Je ne sais pas combien de temps ce statu quo va durer - déjà Ewing et Gomez ont annoncé des changements cosmétiques en vue d'un prochain event, Queen in Black (pour Juillet de cette année). Mais la série entre ainsi dans une zone incertaine, improbable, qui lui donne un coup de pep's bienvenu. Ce n'est pas une question de génie, mais au moins ça bouge.

Carlos Gomez assure le dessin sur les dix épisodes, sans faiblir. Soutenu aux couleurs par Frank d'Armata, il produit des planches très travaillées, avec une lisibilité et une énergie imparables. Ses personnages ont tous de l'allure, ses scènes d'action fonctionnent pleinement, et les moments plus calmes ne déparent pas.

Il utilise l'infographie à bon escient pour les décors mais sa narration est si efficace que cela ne choque jamais le regard. Gomez s'attache aussi visiblement à prouver qu'il n'est pas qu'un artiste aimant dessiner des femmes superbes (même s'il en a encore l'occasion), et on sent qu'il s'éclate quand il s'agit de représenter les métamorphoses de Venom, la manière dont il emploie ses pouvoirs de façon inédite.

Les seconds rôles sont également très bien traités, en particulier le chat symbiote Sleeper. Madame Masque est sexy et dangereuse, MODOK grotesque et menaçant, Octopus terrifiant, les agents du SCAR flippants. Avec un peu de chance, Ewing et Gomez trouveront un moyen de se débarrasser de Paul Rabin, le compagnon embarrassant de MJ Watson créé dans un moment d'égarement par Zeb Wells...

Le propre des idées atypiques est qu'elles ne plaisent pas aux puristes.

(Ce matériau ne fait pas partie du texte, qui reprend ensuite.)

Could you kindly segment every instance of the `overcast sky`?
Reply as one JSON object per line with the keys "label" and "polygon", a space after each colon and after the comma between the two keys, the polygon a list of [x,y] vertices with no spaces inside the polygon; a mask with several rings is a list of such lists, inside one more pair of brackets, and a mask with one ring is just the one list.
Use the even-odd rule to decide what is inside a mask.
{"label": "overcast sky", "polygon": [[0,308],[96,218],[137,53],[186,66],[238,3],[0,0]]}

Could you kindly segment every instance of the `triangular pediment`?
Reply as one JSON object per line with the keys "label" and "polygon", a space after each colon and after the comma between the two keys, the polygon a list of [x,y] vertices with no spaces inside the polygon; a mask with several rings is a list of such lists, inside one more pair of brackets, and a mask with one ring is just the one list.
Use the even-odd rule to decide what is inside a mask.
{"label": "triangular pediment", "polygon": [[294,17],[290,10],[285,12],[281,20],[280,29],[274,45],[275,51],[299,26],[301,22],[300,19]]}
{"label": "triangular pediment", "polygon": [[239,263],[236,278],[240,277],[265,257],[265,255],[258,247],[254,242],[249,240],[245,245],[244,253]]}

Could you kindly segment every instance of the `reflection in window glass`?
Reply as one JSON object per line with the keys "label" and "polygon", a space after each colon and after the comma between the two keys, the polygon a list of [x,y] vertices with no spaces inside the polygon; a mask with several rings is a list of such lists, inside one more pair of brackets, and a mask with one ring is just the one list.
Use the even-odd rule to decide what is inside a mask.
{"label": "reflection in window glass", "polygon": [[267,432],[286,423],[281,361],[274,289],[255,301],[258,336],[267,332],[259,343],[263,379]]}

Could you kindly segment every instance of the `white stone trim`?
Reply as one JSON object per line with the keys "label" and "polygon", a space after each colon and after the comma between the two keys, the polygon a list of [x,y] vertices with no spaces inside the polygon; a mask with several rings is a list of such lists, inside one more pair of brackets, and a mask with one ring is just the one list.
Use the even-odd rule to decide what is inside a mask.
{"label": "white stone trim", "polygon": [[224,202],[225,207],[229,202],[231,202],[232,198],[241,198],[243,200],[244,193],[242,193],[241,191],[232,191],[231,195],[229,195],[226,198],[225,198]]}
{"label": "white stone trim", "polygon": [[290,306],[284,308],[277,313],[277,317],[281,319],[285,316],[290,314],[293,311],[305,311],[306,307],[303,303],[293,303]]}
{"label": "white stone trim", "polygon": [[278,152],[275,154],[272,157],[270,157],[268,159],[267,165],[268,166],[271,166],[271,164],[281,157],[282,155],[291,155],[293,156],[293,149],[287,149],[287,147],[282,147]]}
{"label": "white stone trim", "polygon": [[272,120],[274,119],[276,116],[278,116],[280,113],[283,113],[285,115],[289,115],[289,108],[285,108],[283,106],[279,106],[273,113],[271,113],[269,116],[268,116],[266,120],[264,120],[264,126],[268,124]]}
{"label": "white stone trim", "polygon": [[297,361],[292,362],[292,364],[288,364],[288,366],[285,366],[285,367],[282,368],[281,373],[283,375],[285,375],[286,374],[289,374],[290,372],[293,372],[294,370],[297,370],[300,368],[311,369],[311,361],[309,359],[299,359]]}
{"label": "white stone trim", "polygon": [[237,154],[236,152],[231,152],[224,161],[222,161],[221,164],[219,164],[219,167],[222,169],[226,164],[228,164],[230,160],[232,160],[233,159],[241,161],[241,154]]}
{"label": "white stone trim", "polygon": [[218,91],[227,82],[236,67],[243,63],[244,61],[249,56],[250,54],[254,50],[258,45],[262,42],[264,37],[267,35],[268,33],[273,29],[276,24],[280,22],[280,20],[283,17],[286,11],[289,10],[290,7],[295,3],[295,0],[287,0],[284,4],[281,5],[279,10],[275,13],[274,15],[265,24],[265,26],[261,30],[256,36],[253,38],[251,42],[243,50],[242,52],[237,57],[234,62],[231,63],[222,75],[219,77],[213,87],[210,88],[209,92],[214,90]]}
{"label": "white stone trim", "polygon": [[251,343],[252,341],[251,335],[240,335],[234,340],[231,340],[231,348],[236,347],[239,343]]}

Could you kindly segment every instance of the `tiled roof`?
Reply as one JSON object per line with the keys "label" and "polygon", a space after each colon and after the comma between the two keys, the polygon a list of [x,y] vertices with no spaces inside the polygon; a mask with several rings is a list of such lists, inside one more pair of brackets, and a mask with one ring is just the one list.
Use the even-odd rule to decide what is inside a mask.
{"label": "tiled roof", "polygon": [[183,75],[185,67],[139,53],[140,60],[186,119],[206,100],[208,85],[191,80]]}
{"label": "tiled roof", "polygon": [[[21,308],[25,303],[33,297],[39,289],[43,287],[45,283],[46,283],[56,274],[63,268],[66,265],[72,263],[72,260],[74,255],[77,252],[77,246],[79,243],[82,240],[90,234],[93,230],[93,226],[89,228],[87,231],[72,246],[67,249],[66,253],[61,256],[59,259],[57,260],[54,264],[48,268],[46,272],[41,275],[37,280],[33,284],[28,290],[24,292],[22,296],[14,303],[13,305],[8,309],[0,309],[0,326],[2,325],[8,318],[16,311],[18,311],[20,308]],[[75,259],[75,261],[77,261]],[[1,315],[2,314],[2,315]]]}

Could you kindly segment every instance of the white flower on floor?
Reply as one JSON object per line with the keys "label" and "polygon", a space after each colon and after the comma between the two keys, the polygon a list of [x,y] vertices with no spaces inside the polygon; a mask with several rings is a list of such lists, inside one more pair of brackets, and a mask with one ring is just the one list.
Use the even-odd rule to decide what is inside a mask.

Pour ma part, je les conçois surtout comme la volonté d'un auteur de bousculer les conventions et rafraîchir des concepts usés. Ce nouveau Venom a tout pour diviser, mais aussi tout pour ravigoter un personnage confortablement installé. Rien que pour ça, ça mérite qu'on s'y arrête et qu'on juge sur pièces.